Doch die aktuellen politischen Schwierigkeiten legen einen Schatten über die Nachfrage. Im abgelaufenen Monat Juli gab es im Vergleich zum Vorjahr erneut einen Rückgang um fast ein Viertel. Nach den schwierigen Zeiten am Ende des vergangenen Jahrzehnts ist die russische Regierung gewarnt und denkt nicht zum ersten Mal über eine Art Abwrackprämie nach, um besonders die Modelle der Einstiegs- und Mittelklasse für die russischen Käufer interessant zu machen.
Den positiven Impuls, den die alle zwei Jahre stattfindende Moskau Motorshow auf den Markt abgeben sollte, wird es allerdings wohl kaum geben. Mehrere internationale Hersteller zogen ihre Modellpremieren aus Moskau zurück und lassen nach aktuellen Nachrichten auch die Konzernverantwortlichen nicht nach Russland reisen.
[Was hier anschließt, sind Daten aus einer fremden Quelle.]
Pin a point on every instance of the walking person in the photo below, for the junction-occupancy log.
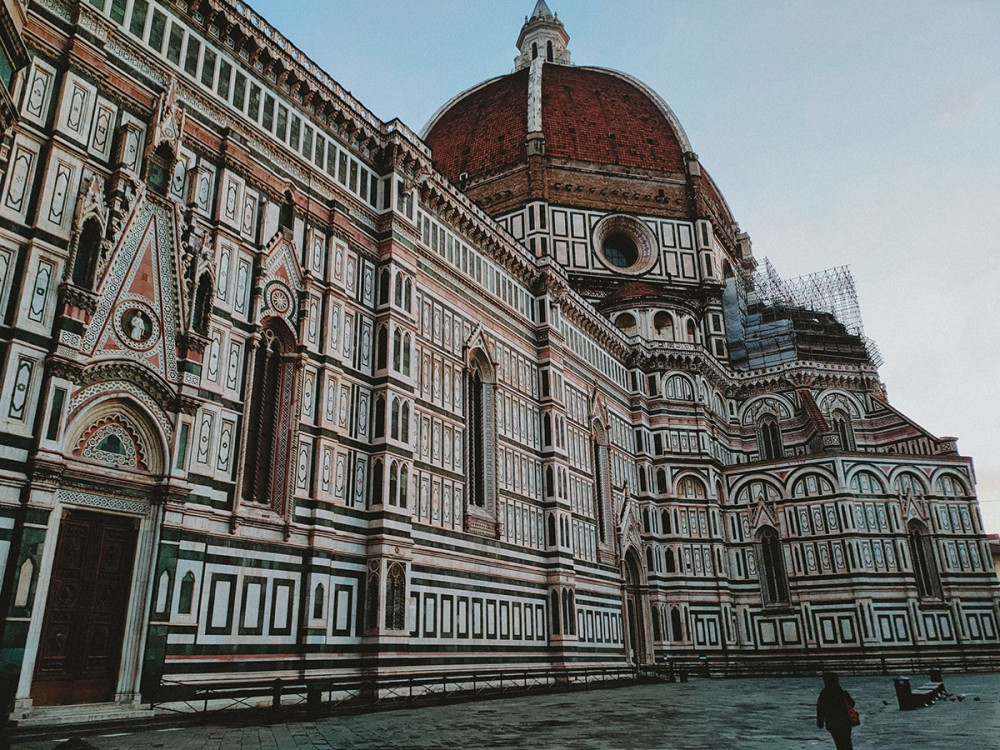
(835, 709)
Audi etwa hat seinen überarbeiteten A7 im Gepäck. Die nicht allzu üppige Modellpflege des 4,97 Meter langen Luxus-Coupés beschränkt sich auf leichte Modifikation an der Front und am Kühlergrill sowie auf neue Rücklichter. Die serienmäßigen LED-Scheinwerfer können jetzt auf Wunsch mit der Matrix-Technik ausgestattet werden.
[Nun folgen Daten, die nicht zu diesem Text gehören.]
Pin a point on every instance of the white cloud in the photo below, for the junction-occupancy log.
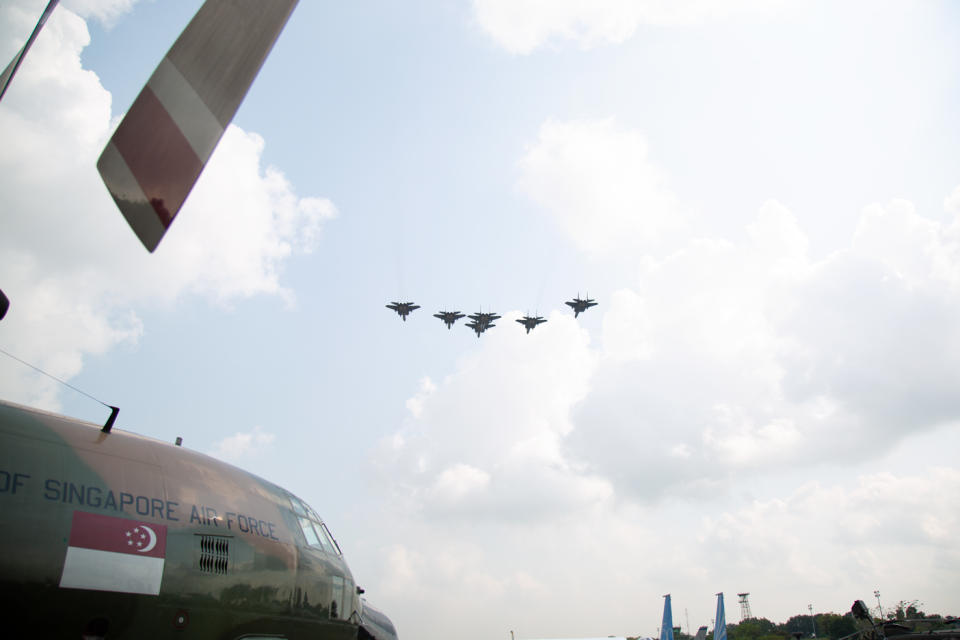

Mercedes-Benz lässt sich nicht die Butter vom Brot nehmen und kontert mit dem Mercedes-Benz S 65 AMG Coupé. Der 630-PS-Zwölfzylinder-Dampfhammer hat ein maximales Drehmoment von 1.000 Newtonmetern. Das reicht für einen Sprint von null auf 100 km/h in 4,1 Sekunden. So viel Spaß hat auch seinen Preis: 244.009 Euro kostet das Privileg, ein solches Auto ein Eigen zu nennen. Allerdings spielt der Kaufpreis bei der einheimischen Zielgruppe nicht zwingend die entscheidende Rolle.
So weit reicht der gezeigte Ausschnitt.